US is fortifying Honduras as barrier against Sandinistas
Washington
The United States apparently is increasing efforts to make Honduras a military bulwark against Nicaragua, its neighbor to the south. Use of US helicopters to ferry Honduran troops into battle against Nicaraguan Sandinista forces takes place against this background: The Pentagon plans to continue upgrading facilities in Honduras. The fiscal 1988 budget will request $1 million for a runway at San Lorenzo for US intelligence-gathering drone airplanes.
Honduras will be allowed to upgrade its aging Air Force with purchase of fighters that require US permission to be exported.

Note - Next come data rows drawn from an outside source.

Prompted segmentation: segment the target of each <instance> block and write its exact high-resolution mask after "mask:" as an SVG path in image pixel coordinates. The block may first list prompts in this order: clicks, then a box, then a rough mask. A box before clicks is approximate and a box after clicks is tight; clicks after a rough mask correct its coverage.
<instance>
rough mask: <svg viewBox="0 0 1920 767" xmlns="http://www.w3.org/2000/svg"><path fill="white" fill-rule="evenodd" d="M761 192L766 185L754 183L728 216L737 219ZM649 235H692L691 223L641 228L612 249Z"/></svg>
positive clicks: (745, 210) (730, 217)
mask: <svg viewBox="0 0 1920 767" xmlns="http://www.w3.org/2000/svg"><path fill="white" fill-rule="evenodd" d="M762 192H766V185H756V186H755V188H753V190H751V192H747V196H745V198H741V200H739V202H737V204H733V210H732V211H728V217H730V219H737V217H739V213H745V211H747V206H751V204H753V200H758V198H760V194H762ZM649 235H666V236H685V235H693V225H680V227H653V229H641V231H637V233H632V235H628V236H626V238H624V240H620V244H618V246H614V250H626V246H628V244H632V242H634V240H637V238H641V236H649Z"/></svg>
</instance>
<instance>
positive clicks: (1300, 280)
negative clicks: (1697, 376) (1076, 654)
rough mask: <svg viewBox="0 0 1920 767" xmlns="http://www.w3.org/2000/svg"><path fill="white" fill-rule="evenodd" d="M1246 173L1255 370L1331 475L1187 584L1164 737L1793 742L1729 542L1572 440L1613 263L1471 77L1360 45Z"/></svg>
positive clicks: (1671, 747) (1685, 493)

In the past Honduras has, for the most part, avoided confrontation with the Sandinistas. When Nicaraguan government troops crossed the border and pressed into Honduras in search of anti-Sandinista contra forces, Honduran soldiers in the area would usually melt away from the fighting.
Only once before, in the last week of March of this year, did Honduran forces step in to repel a Sandinista incursion. At that time US helicopters brought the Honduran soldiers into the remote border area.
Now Honduras is clashing with Nicaragua again, and again US Army Chinook helicopters are carrying some of the troops and supplies. The Chinooks are flying from western Honduras to Jamastran, a US-refurbished airfield 17 miles from the Nicaraguan border.
In flying so close to Nicaragua, the US choppers may be violating a restriction that Congress placed in the bill authorizing $100 million in aid for the contras in 1986. Under the bill, US troops are not supposed to operate within 20 miles of the Nicaraguan border.
Honduras has one of the larger concentrations of US military strength in Central America. Joint Task Force Bravo, based at the Palmerola air field, currently has about 800 uniformed personnel, a Pentagon spokesman says. Though up to 1,000 National Guard or reserve troops are often training in Honduras, the only such contingent there now is a group of 100 Florida national guardsmen, according to the Pentagon.
Palmerola is probably the only installation that could fairly be called a US military base. But US troops on exercises have left military infrastructure all over the Honduran countryside. They have installed radar facilities at Cerro la Mole, dug a 10-mile antitank ditch near Choluteca, and constructed a 3,000-foot dirt runway at San Lorenzo.
Critics in the US Congress have long charged that the Reagan administration is little by little militarizing Honduras with an ever-larger US presence. Pentagon officials deny this is the case. US activities in Honduras ``are temporary in nature and will continue to function for as long as the situation in the region requires and the Honduran government approves our presence,'' wrote Deputy Defense Secretary William Taft IV in a letter to Congress earlier this year.
In its fiscal 1988 budget, however, the Pentagon will ask for money to begin the first phase of a four-phase effort to improve living conditions at Palmerola.
US military officers say they consider Honduras one of the linchpins of their Central American activities. With Nicaragua to its south and El Salvador to its west, it is strategically placed.
Gen. John Galvin, commander of US forces in the region, said in an interview earlier this year that the Sandinistas ``are certainly trying to undermine Honduras.''
Helping the Honduran military help itself is one way US military planners say they want to attack this strategic problem. Thus the fighter plane sale. Honduras has the only Air Force in the region with jets, except for Mexico. But administration officials say that to keep the military balance in the region Honduras needs new planes, and so the US is reportedly set to give permission for Honduras to buy US-made F-5Es, or Israeli Kfirs.